Artık herkes sürdürülebilir.
Kahve zincirleri, tekstil devleri, teknoloji markaları… Her biri 'doğa dostu' etiketler, 'karbon nötr' hedefler ve 'geri dönüştürülmüş ambalajlar' üzerinden yeni bir imaj çiziyor. Ancak günün sonunda sormamız gereken basit bir soru var: 'Bu gerçekten çevre için mi, yoksa imaj için mi?'
Çünkü 'sürdürülebilirlik' kavramı bugün, tıpkı 'organik' ya da 'doğal' gibi pazarlama dilinin süsü haline geldi.
Ve bu süsün adı, literatürde çoktan kondu: yeşil aklama (greenwashing).
Veriler Başka Bir Şeyi Söylüyor
Deloitte'un 2024 raporuna göre, dünya çapındaki şirketlerin %70'inden fazlası sürdürülebilirlik stratejileri açıklıyor. Ancak aynı raporda, bu stratejilerin yalnızca %18'inin ölçülebilir çevresel sonuç doğurduğu belirtiliyor.
Yani sürdürülebilirlik konuşuluyor, ama uygulanmıyor.
Birleşmiş Milletler'in 2023 tarihli değerlendirmesinde de benzer bir vurgu var:
'Sürdürülebilirlik söylemi, çoğu zaman çevreyi değil, şirketlerin itibarını korumaya hizmet ediyor.'
Bu tablo, iyi niyetli bir 'yeşil dönüşüm' değil, sistemli bir algı yönetimiyle karşı karşıya olduğumuzu gösteriyor.
Medyanın Sessiz Ortaklığı
Burada medya da masum değil.
Reklam gelirlerinin önemli bir kısmı 'yeşil markalar'dan geliyor. Dolayısıyla bir petrol şirketinin 'doğa dostu enerji' kampanyası, bir haber sitesinde çevre haberlerinin hemen yanında yer alabiliyor.
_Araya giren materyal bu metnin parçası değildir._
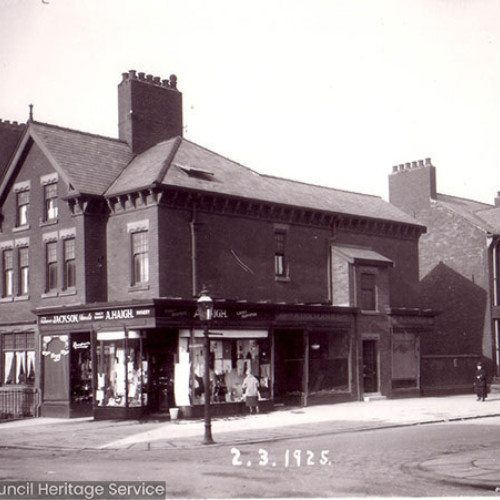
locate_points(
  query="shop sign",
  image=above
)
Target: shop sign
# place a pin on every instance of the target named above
(103, 315)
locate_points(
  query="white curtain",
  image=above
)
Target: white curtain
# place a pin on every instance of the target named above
(20, 365)
(31, 364)
(9, 358)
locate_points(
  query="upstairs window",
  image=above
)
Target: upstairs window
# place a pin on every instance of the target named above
(51, 266)
(69, 263)
(23, 271)
(280, 264)
(8, 272)
(23, 201)
(368, 292)
(50, 201)
(140, 258)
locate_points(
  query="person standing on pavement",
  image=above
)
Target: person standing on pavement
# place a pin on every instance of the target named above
(480, 383)
(250, 388)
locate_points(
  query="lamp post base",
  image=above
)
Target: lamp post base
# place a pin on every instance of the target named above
(207, 438)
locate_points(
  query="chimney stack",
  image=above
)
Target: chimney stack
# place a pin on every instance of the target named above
(412, 186)
(149, 110)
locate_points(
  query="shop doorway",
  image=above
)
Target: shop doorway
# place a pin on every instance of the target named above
(370, 366)
(161, 349)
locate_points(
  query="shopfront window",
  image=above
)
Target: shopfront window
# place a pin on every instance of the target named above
(18, 352)
(328, 362)
(121, 370)
(230, 360)
(81, 369)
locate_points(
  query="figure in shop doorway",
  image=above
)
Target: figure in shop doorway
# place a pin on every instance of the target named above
(480, 383)
(250, 388)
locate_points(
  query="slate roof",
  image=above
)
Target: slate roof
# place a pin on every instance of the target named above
(91, 162)
(181, 163)
(98, 165)
(482, 215)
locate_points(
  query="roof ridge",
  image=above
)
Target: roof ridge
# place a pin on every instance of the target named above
(67, 129)
(221, 156)
(320, 186)
(487, 205)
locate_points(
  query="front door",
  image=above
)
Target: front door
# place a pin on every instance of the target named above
(370, 366)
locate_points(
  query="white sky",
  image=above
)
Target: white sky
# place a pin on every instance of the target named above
(331, 92)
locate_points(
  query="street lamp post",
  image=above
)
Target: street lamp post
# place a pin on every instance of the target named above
(205, 310)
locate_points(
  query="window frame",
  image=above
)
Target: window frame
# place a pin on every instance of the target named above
(281, 265)
(364, 302)
(69, 263)
(7, 272)
(51, 267)
(50, 196)
(19, 342)
(22, 207)
(139, 258)
(23, 271)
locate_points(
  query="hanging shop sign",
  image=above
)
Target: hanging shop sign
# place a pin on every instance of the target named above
(123, 313)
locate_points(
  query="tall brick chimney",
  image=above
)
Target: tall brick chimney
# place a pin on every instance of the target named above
(412, 186)
(149, 110)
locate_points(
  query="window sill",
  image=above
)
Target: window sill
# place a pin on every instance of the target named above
(138, 288)
(48, 222)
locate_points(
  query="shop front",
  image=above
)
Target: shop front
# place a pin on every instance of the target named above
(128, 361)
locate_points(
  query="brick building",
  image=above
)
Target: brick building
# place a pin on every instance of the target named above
(459, 277)
(106, 244)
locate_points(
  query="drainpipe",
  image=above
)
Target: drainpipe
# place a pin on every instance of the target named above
(194, 255)
(496, 326)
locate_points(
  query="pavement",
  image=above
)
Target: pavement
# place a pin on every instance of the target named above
(479, 468)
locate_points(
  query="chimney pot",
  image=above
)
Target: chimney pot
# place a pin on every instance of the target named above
(173, 82)
(497, 199)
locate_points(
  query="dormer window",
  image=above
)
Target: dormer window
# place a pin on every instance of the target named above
(50, 201)
(368, 296)
(23, 202)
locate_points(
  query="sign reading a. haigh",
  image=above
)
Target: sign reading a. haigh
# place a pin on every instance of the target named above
(100, 315)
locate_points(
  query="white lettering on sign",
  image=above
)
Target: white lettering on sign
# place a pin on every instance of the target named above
(220, 314)
(81, 345)
(65, 319)
(120, 314)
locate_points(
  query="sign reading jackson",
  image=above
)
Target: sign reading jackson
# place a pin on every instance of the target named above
(103, 315)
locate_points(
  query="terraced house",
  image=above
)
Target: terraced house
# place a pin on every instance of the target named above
(106, 244)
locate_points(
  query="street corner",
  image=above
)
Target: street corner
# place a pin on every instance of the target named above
(479, 469)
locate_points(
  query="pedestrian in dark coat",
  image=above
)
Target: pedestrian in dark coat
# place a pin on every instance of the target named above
(480, 383)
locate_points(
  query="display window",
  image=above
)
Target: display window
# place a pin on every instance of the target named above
(329, 354)
(81, 369)
(121, 370)
(229, 362)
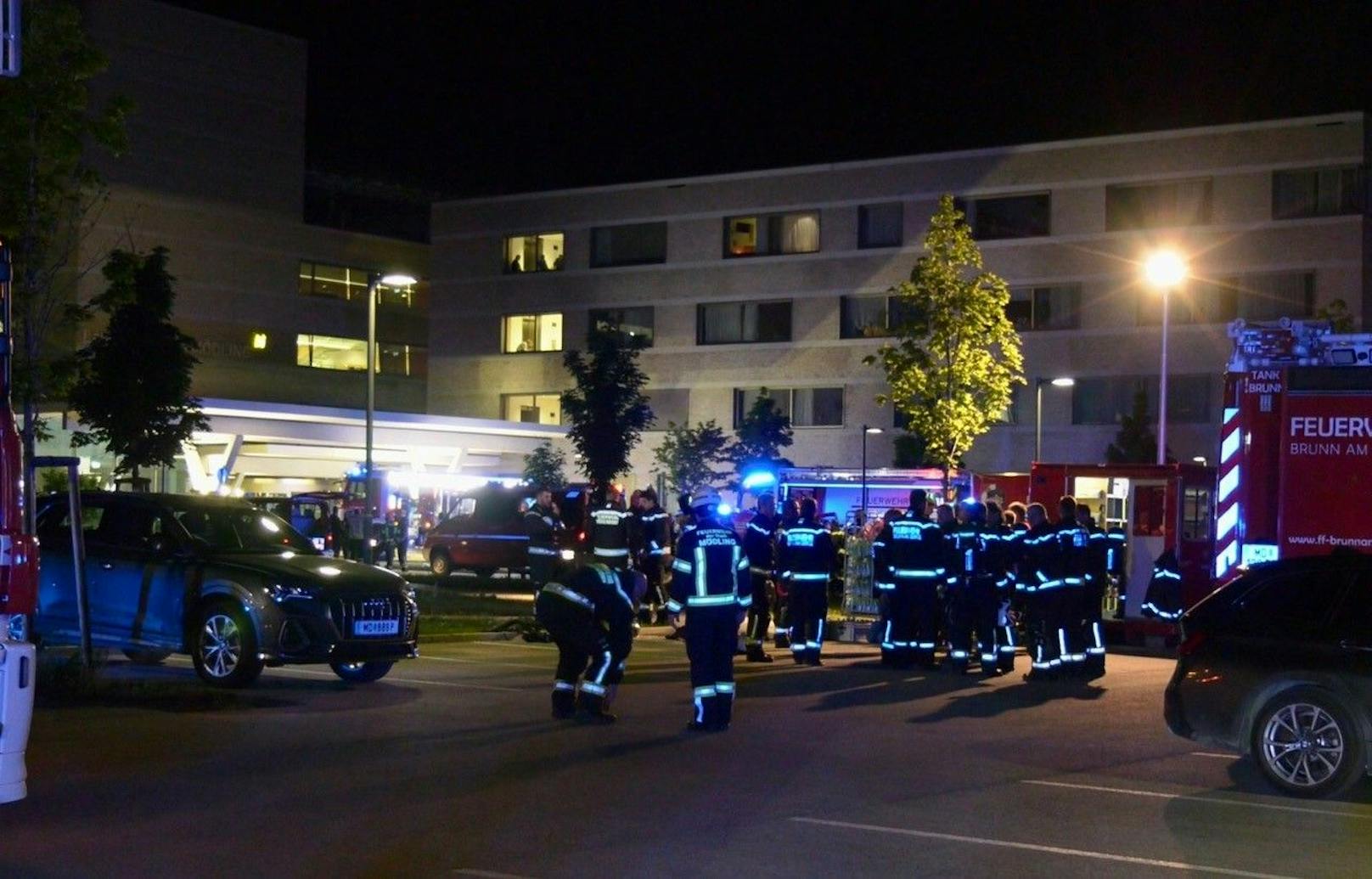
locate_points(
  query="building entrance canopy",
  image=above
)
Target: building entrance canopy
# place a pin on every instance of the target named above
(283, 448)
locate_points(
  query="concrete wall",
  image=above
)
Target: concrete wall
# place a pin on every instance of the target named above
(471, 291)
(214, 173)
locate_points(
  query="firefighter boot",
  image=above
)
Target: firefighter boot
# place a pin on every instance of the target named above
(564, 701)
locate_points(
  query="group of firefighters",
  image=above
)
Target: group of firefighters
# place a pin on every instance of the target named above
(969, 578)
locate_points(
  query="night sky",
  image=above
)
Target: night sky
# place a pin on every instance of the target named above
(487, 98)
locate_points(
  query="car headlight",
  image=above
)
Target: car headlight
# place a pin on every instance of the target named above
(280, 592)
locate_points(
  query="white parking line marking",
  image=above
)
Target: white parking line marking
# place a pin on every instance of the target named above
(1220, 801)
(398, 680)
(408, 680)
(1025, 846)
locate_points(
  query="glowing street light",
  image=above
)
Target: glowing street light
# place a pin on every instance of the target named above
(866, 430)
(390, 279)
(1164, 269)
(1062, 380)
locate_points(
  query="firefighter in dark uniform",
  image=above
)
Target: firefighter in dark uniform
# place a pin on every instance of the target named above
(806, 556)
(914, 567)
(1164, 596)
(962, 581)
(612, 531)
(759, 545)
(1094, 594)
(543, 525)
(884, 588)
(655, 527)
(710, 583)
(1073, 544)
(1117, 558)
(781, 610)
(1002, 549)
(590, 618)
(1039, 584)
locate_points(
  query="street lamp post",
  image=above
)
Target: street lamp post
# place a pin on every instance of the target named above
(864, 431)
(1164, 271)
(372, 285)
(1037, 418)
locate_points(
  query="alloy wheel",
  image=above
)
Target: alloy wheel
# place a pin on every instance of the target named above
(1302, 745)
(221, 645)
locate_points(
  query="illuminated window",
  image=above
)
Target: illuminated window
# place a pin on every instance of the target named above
(532, 409)
(534, 253)
(349, 283)
(772, 234)
(531, 333)
(329, 352)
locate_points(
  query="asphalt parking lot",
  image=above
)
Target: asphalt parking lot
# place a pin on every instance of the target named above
(453, 767)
Bu durum sadece etimolojik bir çelişkiden ibaret değil, aynı zamanda etik bir sorun...
Habercilik, sürdürülebilirlik konusunu sorgulaması gerekirken, bazen onun halkla ilişkiler kanadına dönüşüyor.
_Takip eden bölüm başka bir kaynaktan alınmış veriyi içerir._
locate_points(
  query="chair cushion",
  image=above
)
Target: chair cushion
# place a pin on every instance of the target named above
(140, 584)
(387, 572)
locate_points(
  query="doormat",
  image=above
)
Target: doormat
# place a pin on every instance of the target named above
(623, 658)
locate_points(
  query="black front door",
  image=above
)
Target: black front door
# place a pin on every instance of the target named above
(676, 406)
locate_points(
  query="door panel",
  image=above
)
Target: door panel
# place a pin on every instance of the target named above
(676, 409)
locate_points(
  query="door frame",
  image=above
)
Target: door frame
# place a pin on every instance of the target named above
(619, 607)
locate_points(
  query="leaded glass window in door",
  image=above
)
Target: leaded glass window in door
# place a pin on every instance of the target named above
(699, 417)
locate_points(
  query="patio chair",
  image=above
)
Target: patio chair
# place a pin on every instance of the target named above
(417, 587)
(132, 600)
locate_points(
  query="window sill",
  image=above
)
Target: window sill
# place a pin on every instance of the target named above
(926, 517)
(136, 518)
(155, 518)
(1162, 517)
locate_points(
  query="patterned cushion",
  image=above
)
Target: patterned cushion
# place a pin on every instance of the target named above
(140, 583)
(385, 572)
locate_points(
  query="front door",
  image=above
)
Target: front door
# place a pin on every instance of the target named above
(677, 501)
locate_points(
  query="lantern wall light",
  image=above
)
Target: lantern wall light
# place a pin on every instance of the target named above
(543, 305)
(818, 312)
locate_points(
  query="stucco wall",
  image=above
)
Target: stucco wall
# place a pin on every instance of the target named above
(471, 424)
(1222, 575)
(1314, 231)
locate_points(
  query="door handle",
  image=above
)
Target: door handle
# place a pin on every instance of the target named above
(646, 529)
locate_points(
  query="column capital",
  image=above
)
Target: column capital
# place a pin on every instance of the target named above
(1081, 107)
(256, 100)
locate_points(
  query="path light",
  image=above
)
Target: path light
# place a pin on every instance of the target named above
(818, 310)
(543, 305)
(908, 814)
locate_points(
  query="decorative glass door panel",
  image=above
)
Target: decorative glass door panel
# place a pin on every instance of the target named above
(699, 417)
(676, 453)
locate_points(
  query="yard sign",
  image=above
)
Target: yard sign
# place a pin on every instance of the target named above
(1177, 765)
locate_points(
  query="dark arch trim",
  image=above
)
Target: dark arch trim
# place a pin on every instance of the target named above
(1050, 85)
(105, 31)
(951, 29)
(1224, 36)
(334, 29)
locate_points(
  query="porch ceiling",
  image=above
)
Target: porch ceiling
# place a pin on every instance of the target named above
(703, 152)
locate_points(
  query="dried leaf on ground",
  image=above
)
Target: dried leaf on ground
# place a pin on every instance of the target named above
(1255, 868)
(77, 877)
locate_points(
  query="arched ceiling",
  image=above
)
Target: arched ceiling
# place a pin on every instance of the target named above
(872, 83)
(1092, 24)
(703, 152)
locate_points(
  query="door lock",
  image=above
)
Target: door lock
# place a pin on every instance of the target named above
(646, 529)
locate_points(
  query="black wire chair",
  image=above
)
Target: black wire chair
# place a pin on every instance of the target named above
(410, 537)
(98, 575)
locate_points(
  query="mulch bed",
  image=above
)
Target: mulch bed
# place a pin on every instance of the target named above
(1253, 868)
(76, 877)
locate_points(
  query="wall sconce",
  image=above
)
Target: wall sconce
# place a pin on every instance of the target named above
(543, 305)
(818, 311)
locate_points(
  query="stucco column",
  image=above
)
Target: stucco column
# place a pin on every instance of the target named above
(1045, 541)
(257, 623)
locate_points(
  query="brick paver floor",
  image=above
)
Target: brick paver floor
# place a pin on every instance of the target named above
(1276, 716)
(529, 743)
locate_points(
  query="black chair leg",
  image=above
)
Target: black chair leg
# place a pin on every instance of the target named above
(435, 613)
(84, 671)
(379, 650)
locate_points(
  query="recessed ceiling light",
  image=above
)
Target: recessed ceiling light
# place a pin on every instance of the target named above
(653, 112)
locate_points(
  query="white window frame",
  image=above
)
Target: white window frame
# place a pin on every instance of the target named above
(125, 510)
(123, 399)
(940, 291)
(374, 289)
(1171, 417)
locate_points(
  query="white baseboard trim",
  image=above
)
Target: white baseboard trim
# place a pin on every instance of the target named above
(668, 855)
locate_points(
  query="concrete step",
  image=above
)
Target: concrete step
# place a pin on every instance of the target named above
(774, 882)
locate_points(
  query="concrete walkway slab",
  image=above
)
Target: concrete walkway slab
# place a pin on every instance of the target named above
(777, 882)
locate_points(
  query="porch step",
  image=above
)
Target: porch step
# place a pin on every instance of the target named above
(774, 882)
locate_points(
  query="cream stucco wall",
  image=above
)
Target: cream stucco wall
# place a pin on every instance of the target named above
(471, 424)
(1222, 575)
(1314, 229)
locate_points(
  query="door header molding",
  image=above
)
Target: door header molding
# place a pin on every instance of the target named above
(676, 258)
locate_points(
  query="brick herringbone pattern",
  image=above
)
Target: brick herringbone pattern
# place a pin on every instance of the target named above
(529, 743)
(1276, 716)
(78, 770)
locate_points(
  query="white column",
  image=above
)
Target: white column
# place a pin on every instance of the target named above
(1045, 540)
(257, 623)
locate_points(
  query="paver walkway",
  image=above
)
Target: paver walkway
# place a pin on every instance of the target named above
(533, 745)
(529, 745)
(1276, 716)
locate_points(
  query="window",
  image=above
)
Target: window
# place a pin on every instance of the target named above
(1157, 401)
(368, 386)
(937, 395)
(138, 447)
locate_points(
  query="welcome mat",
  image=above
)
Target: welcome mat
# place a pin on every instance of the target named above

'Doğa dostu ürün' haberleri çoğu zaman basın bültenlerinden öteye geçmiyor; eleştiri değil, parlatma üretiyor.
Gerçek Dönüşüm Tüketicide Başlıyor!
Sürdürülebilirlik sadece markaların değil, tüketicinin de aynaya bakması gereken bir konu.
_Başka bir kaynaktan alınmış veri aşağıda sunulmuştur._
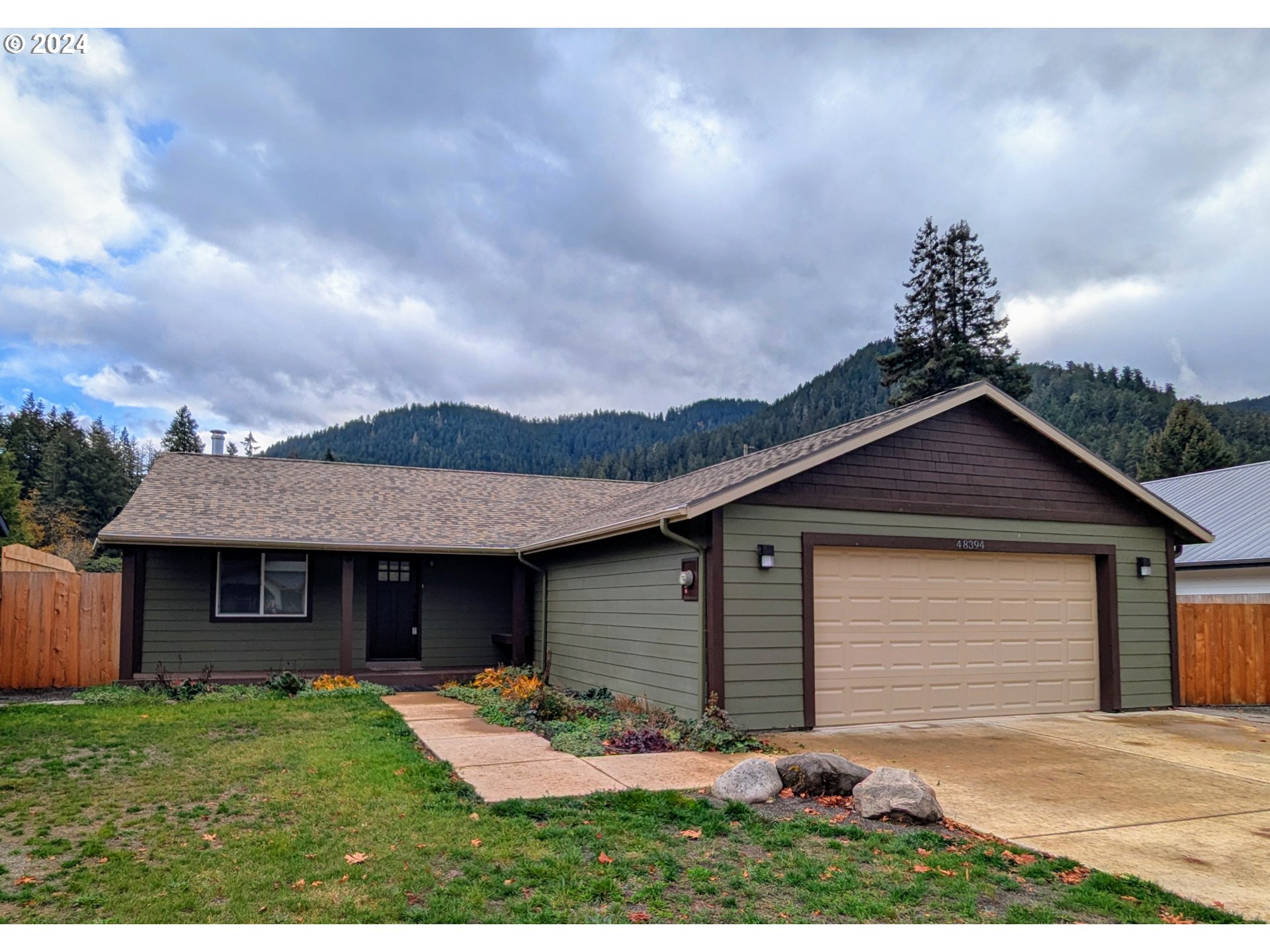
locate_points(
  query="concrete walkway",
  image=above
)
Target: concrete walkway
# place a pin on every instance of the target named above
(503, 763)
(1173, 796)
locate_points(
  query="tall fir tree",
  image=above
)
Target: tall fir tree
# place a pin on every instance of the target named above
(948, 332)
(917, 320)
(182, 436)
(11, 504)
(1188, 444)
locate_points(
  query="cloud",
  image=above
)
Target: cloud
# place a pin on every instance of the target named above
(288, 234)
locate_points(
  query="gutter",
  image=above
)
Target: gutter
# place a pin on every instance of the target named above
(544, 574)
(701, 607)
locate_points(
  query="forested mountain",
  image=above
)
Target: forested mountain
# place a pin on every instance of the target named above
(462, 437)
(1113, 412)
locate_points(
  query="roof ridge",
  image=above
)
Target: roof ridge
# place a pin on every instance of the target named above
(405, 466)
(1206, 473)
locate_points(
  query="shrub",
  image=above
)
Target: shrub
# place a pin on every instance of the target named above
(640, 740)
(331, 682)
(118, 695)
(579, 743)
(285, 683)
(714, 730)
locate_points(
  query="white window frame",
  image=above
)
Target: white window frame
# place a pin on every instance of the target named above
(259, 612)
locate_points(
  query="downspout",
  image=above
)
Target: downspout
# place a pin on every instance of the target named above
(544, 574)
(701, 607)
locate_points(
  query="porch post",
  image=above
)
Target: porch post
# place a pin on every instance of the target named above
(520, 614)
(128, 614)
(346, 617)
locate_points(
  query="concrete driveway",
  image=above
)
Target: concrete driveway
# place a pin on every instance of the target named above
(1177, 797)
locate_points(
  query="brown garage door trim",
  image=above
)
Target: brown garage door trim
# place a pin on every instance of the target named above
(1104, 565)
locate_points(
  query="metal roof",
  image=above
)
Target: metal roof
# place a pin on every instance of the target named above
(1235, 503)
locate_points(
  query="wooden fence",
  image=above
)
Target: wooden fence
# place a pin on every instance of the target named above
(59, 629)
(1224, 651)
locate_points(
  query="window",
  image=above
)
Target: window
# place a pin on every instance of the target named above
(394, 571)
(262, 586)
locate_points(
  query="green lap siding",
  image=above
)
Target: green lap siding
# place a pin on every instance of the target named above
(616, 619)
(178, 631)
(763, 608)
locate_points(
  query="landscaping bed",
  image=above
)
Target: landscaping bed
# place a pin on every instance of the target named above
(327, 810)
(285, 684)
(595, 723)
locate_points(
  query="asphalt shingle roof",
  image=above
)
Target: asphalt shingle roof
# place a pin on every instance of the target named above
(196, 498)
(1234, 503)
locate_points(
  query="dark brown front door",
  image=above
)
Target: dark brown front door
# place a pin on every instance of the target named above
(392, 611)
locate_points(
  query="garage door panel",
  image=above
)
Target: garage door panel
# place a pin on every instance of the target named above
(922, 635)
Gerçek farkındalık, satın alma tercihleriyle değil, sorgulama biçimiyle başlar.
Bir tişört 'geri dönüştürülmüş pamuktan' üretildiyse ama o pamuk binlerce litre su tüketerek yetiştirildiyse, o tişört gerçekten çevreci midir?
Yeşil aklama tam da bu çelişkiden besleniyor: Gerçeğin görünür kısmını parlatıyor, arkasındaki sistemi gizliyor.
O yüzden sürdürülebilirlik bugün bir seçim değil, bir sorgulama biçimi olmalı.
Son Söz: Yeşil Olmak Yetmez, Gerçek Olmak Gerek...
Gerçek çevre duyarlılığı; moda kampanyalarında değil, üretim zincirlerinin en görünmeyen halkasında başlar.
Bir markanın 'yeşil' olup olmadığını anlamak için renklerine değil, şeffaflığına bakmak gerekir.
Çünkü sürdürülebilirlik, markaların elinde bir pazarlama aracı değil; geleceğin var olup olmayacağına dair bir sınavdır.
Ve biz bu sınavı geçemezsek, yeşil etiketlerin hiçbir anlamı kalmayacak.